Tomasz Trela jako inwestor? Jak to się zaczęło…

Od kryzysu. W życiu większość ważnych rzeczy zaczyna się od kryzysu. W moim przypadku był to kryzys finansowy z 2008 roku. Pracowałem wtedy dla dużej polskiej spółki skarbu państwa, która w wyniku nietrafionych transakcji na opcjach walutowych w ciągu kilku tygodni straciła nie tylko dziesiątki milionów złotych, ale także cały zarząd, połowę rady nadzorczej i jednego dyrektora finansowego. To był moment, w którym rynek finansowy zaczął mnie fascynować swoją siłą, potęgą i możliwościami. Zrozumiałem, że skoro „moja spółka” straciła kilkadziesiąt milionów w wyniku kilku transakcji walutowych, to znaczy, że pieniądze te zarobił ktoś inny. Ktoś, kto stał po drugiej stronie transakcji. Poczułem wtedy chęć, żeby dowiedzieć się, kto to był.
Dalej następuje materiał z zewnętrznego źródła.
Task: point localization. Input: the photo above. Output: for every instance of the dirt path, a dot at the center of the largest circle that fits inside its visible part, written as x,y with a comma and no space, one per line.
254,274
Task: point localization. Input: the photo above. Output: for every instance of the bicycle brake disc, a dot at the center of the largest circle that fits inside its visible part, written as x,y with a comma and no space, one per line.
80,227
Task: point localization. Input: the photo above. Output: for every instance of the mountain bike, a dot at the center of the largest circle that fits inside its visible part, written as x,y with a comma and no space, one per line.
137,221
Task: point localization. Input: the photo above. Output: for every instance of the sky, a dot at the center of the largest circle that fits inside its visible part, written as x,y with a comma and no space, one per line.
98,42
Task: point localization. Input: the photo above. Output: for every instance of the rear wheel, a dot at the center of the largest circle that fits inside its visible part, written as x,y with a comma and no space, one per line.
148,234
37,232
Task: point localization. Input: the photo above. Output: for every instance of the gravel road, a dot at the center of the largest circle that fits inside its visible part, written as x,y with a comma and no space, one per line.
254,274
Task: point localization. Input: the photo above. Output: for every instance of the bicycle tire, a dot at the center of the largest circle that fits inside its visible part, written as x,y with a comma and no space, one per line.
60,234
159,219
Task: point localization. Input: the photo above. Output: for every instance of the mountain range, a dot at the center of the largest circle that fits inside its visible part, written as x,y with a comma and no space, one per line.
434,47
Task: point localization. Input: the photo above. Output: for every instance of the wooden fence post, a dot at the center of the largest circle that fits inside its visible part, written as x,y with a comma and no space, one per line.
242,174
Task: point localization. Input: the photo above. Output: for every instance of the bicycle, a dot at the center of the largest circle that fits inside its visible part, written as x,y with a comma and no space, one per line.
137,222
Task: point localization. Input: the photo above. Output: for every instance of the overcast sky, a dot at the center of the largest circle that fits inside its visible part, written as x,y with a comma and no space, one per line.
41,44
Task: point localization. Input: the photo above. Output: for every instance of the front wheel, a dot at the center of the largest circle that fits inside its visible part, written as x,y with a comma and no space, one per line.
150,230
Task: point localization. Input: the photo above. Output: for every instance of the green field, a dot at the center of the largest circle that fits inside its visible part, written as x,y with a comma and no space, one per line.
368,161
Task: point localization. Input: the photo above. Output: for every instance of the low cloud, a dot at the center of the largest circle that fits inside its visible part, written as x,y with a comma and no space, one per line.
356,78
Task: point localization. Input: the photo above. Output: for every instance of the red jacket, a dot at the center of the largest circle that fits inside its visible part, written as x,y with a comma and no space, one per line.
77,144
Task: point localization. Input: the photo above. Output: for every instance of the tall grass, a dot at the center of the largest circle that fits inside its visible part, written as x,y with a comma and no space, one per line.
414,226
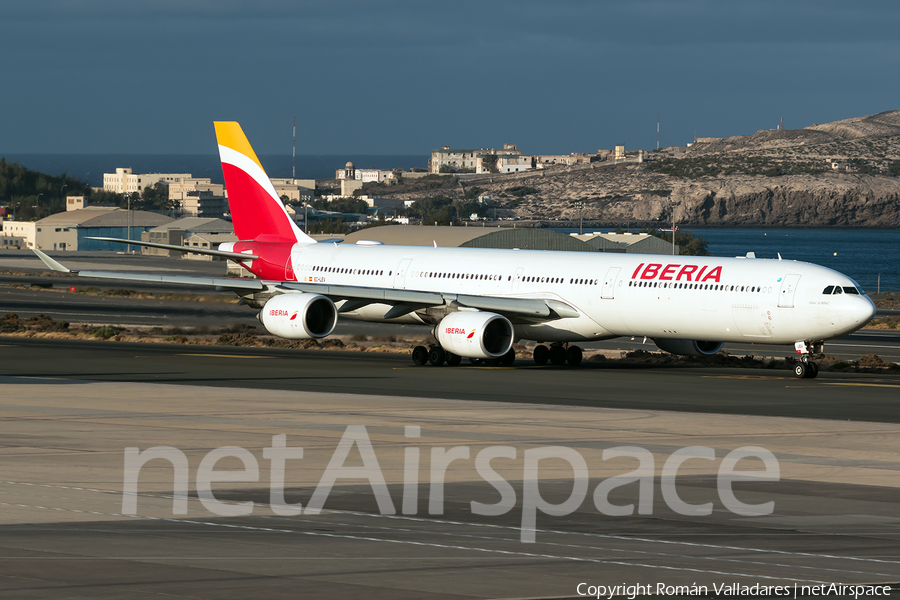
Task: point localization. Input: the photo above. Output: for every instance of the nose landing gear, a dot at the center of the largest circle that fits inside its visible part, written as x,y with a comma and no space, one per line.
807,368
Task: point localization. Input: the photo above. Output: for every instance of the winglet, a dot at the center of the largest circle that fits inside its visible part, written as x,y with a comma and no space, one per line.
52,264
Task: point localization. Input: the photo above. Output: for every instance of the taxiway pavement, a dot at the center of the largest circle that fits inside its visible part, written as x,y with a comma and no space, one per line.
65,533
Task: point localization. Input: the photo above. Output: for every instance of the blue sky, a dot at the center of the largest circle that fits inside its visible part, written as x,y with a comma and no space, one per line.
398,77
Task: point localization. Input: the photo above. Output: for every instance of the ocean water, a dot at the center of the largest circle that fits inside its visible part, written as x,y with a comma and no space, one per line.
91,167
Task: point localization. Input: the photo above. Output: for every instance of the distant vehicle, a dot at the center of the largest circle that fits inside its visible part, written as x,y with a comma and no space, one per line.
481,301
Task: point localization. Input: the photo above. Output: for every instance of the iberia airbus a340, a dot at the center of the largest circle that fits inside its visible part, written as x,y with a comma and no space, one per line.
480,301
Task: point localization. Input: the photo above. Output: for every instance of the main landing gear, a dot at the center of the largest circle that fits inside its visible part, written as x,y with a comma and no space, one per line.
436,356
807,368
557,354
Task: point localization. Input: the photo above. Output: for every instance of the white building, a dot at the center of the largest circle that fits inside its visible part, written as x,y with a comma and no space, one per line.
124,181
295,190
19,234
447,160
514,164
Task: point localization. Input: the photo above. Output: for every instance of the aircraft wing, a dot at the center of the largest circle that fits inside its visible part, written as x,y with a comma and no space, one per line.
401,301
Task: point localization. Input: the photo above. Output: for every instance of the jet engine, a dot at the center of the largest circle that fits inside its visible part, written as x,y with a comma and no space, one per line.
475,334
299,316
689,347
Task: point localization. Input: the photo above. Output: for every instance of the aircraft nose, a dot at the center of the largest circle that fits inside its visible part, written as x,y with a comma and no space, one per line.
864,311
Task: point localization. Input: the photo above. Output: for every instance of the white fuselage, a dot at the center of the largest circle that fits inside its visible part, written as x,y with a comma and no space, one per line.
658,296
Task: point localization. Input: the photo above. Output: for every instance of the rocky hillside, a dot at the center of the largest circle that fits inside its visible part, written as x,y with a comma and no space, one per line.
774,177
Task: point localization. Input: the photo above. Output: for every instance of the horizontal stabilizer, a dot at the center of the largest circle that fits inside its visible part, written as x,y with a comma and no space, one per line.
221,253
52,264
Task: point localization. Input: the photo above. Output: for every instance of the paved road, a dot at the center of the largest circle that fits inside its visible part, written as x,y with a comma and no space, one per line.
711,390
64,531
78,308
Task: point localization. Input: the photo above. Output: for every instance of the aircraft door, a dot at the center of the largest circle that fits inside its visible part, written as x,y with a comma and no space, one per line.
516,279
788,288
609,283
289,270
400,275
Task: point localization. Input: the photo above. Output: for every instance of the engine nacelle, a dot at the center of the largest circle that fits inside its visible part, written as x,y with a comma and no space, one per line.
299,316
475,334
689,347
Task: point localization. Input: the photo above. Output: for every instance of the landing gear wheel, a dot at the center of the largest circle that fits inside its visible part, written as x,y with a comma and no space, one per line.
437,356
420,355
812,370
557,355
573,355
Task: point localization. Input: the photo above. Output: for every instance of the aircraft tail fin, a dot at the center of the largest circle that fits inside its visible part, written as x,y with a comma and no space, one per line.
256,209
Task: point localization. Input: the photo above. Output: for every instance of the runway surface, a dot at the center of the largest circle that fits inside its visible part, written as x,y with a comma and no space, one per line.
843,396
135,312
64,531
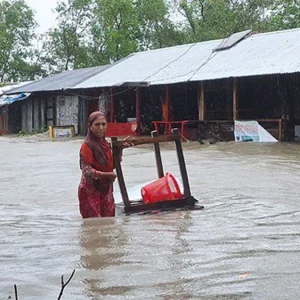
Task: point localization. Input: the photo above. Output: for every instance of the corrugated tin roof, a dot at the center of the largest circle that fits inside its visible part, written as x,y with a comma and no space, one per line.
9,99
61,81
259,54
11,86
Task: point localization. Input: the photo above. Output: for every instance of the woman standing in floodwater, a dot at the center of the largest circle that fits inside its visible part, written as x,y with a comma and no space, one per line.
95,191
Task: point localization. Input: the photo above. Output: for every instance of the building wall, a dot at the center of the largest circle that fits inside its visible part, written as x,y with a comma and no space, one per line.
67,111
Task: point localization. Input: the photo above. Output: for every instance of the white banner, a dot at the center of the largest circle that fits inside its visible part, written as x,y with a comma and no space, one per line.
245,131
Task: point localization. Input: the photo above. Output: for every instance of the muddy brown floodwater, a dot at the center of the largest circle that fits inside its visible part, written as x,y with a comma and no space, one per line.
245,244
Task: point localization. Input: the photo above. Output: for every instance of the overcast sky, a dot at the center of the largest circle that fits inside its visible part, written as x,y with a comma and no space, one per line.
43,14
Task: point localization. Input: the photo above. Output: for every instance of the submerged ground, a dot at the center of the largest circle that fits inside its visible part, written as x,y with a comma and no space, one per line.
243,245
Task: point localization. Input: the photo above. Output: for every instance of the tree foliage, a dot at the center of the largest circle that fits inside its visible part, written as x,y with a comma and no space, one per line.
16,34
97,32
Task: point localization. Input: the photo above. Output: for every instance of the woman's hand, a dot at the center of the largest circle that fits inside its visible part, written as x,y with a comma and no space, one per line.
127,142
111,176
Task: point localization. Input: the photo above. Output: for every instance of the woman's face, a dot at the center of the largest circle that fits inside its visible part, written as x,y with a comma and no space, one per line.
99,127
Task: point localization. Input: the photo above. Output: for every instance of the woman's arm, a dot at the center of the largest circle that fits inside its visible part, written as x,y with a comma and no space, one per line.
86,162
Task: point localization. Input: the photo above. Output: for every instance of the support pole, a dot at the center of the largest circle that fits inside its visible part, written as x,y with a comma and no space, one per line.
159,166
201,102
235,100
116,155
181,161
112,106
138,110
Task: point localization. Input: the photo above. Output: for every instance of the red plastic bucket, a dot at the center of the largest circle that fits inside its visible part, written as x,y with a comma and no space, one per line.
164,189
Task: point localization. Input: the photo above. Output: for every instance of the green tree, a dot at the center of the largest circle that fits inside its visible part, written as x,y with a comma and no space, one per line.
284,14
65,46
114,31
212,19
16,35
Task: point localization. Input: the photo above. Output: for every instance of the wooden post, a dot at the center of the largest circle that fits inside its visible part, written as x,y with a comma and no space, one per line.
116,156
280,130
235,100
138,110
168,103
201,102
185,180
112,106
160,170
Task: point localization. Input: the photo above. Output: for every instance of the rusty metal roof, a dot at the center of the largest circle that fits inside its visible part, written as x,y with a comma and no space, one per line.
61,81
258,54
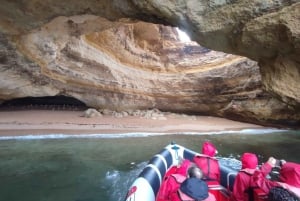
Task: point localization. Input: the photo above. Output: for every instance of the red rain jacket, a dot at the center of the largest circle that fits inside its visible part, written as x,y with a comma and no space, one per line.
169,186
180,196
243,183
209,166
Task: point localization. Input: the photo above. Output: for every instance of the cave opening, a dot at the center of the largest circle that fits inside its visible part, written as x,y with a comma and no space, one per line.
44,103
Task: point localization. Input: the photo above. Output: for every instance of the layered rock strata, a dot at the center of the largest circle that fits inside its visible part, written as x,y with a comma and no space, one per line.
111,63
127,64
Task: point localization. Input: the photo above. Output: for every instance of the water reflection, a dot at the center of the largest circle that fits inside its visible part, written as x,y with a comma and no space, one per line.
103,168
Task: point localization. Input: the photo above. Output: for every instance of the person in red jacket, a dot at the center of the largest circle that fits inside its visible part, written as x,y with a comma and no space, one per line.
207,163
243,186
172,182
289,177
193,188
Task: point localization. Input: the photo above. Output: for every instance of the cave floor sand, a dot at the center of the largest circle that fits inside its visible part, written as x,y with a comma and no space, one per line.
44,122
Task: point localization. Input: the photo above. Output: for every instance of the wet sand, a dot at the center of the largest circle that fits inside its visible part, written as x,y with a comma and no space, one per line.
44,122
Z każdym kolejnym dniem dostawałem coraz większej obsesji na punkcie zrozumienia tego, jak naprawdę działa mechanizm międzynarodowych rynków finansowych. W kolejnych latach przeczytałem na ten temat setki książek (dosłownie) i tysiące raportów, prac doktorskich, wyników badań, opracowań, a nawet nudnych jak opera mydlana ustaw i regulacji. W ciągu roku przerobiłem rozpisany na lata program trzech poziomów potrzebnych do przejścia prestiżowego egzaminu CFA. Wszystko po to, żeby zrozumieć, jak naprawdę działa rynek. Po kilku latach ta pogoń zawiłymi ścieżkami doprowadziła mnie nawet do roli konsultanta w londyńskim oddziale Goldman Sachs, ale epizod ten był dość krótki. Na szczęście miałem w sobie tyle rozwagi, żeby zrozumieć, że kariera instytucjonalna i wyścig szczurów nie są dla mnie. Nawet jeśli szczury chodzą w krawatach od Salvatore Ferragamo.

I tutaj przyszedł mi do głowy pewien pomysł.

Dobra wiadomość, która wyłoniła się w trakcie moich poszukiwań, jest jednak całkiem pocieszająca. Otóż w miarę zdobywania wiedzy przekonałem się, że giełdą nie rządzą ukryte siły, a spisek banków centralnych nie czai się za każdym rogiem. Fundusze hedgingowe nie skrzykują się co czwartek, żeby dyktować ceny walorów (no, przynajmniej nie w każdy czwartek), a cwani bogacze z Izraela nie czyhają na każdego centa należącego do zwykłego Kowalskiego. Mam wrażenie, że wszystkie te nośne teorie spiskowe rozpowszechniane i wzmagane przez szum medialny pojawiający się w internecie wynikają wyłącznie z dwóch rzeczy: z niewiedzy odnośnie mechanizmów i z niezrozumienia tego, jak złożone są dzisiaj rynki finansowe.

I to była dobra wiadomość. Dobra dlatego, że wszystkie te współzależności można poznać dość szybko. Zła wiadomość jest taka, że mechanika rynków zmienia się z roku na rok. Postęp technologiczny, prywatyzacja parkietów, globalizacja przepływów kapitału i pojawienie się nowych produktów finansowych oraz nowych typów przedsiębiorstw sprawiają, że całą obiegową wiedzę odnośnie giełdy i wszystkie książki, które lata temu powstały na jej temat, trzeba by tak naprawdę napisać na nowo. Świat finansów nie stoi bowiem w miejscu. Dlatego giełdy nie można się nauczyć raz na zawsze. Giełdę trzeba zrozumieć.